Par jugement du 8 avril 2019, le tribunal de grande instance de Nîmes a :
— débouté la société Banque Internationale à Luxembourg de sa demande de condamnation des époux [F] au paiement de la somme de
165 251,79 euros au principal ;
— condamné les époux [F] à verser à la société Banque Internationale à Luxembourg la somme de 25 251,79 euros avec intérêt au taux conventionnel de 3,25% à compter du 11 mars 2016 ;
— ordonné la capitalisation des intérêts dus au moins pour une année entière à compter du 4 juillet 2016 ;
— débouté les époux [F] de leur demande de dommages-intérêts ;
— rejeté la demande des époux [F] formée au titre de l’article 700 du code de procédure civile ;
— rejeté la demande de la société Banque Internationale à Luxembourg présentée au titre de l’article 700 du code de procédure civile ;
— condamné la société Banque Internationale à Luxembourg aux dépens.
La société Banque Internationale à Luxembourg a interjeté appel du jugement.
Par arrêt du 25 mars 2021, la Cour d’appel de Nîmes a :
— infirmé la décision déférée dans l’intégralité de ses dispositions sauf en ce qu’elle a ordonné la capitalisation des intérêts dus au moins pour une année entière à compter du 4 juillet 2016;
Statuant à nouveau,
— condamné solidairement les époux [F] à payer à la société Banque Internationale à Luxembourg la somme de 165 251,79 euros avec intérêts au taux conventionnel de 3,25% l’an à compter du 11 mars 2016 ;
— débouté les époux [F] de l’intégralité de leurs prétentions ;
— condamné solidairement les époux [F] à payer à la société Banque Internationale à Luxembourg la somme de 2 000 euros sur le fondement de l’article 700 du code de procédure civile ;
— condamné solidairement les époux [F] aux dépens de première instance et d’appel, ces derniers étant recouvrés comme en matière d’aide juridictionnelle.
Les époux [F] ont formé un pourvoi en cassation.
Par requête du 7 février 2022, la société Banque Internationale à Luxembourg demandait au juge de l’exécution du tribunal judiciaire de Nîmes l’autorisation d’inscrire une hypothèque provisoire sur les droits de la société Fanny dans l’immeuble situé à Montpezat, en garantie de sa créance.

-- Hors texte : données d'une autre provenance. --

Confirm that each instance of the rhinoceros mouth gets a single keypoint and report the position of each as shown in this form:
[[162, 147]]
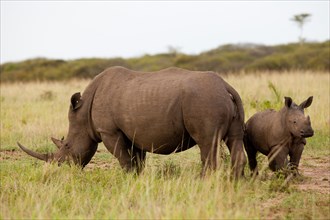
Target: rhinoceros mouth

Par ordonnance du 9 février 2022 signifiée le 14 mars 2022 à la société Fanny par dépôt étude, le juge de l’exécution a fait droit à la requête.
Le 14 mars 2022, il a été procédé à l’inscription de cette hypothèque judiciaire provisoire. Le même jour, la société Banque Internationale à Luxembourg a assigné M. [S] [F], Mme [W] [F] et la société Fanny devant le tribunal judiciaire de Nîmes au visa des articles 1103, 1104 et 1194 du code civil aux fins de voir :
— condamner solidairement la société Fanny et les époux [F] à lui payer la somme de 165 251,79 euros, outre intérêts au taux conventionnel de 3,25 % l’an à compter du 11 mars 2016 et capitalisation pour les intérêts dus pour une année entière à compter du 4 juillet 2016, outre encore la somme de 2 000 euros au titre de l’article 700 du code de procédure civile ;
A titre subsidiaire,
— prononcer la fictivité de la société Fanny et l’autoriser à hypothéquer et saisir les biens de la société Fanny en vertu de l’arrêt rendu par la cour d’appel de Nîmes le 25 mars 2021 à l’encontre des époux [F] et de la décision à intervenir ;
Le cas échéant,
— déclarer inopposable à son encontre la propriété de la société Fanny par rapport aux époux [F] et l’autoriser à saisir les biens de la société Fanny entre ses mains en vertu de l’arrêt rendu par la Cour d’appel de Nîmes le 25 mars 2021 et de la décision définitive à intervenir ;
— condamner solidairement les époux [F] et la société Fanny au paiement d’une somme de 6 000 euros sur le fondement des dispositions de l’article 700 du code de procédure civile et aux dépens, qui seront recouvrés conformément aux dispositions de l’article 699 du code de procédure civile.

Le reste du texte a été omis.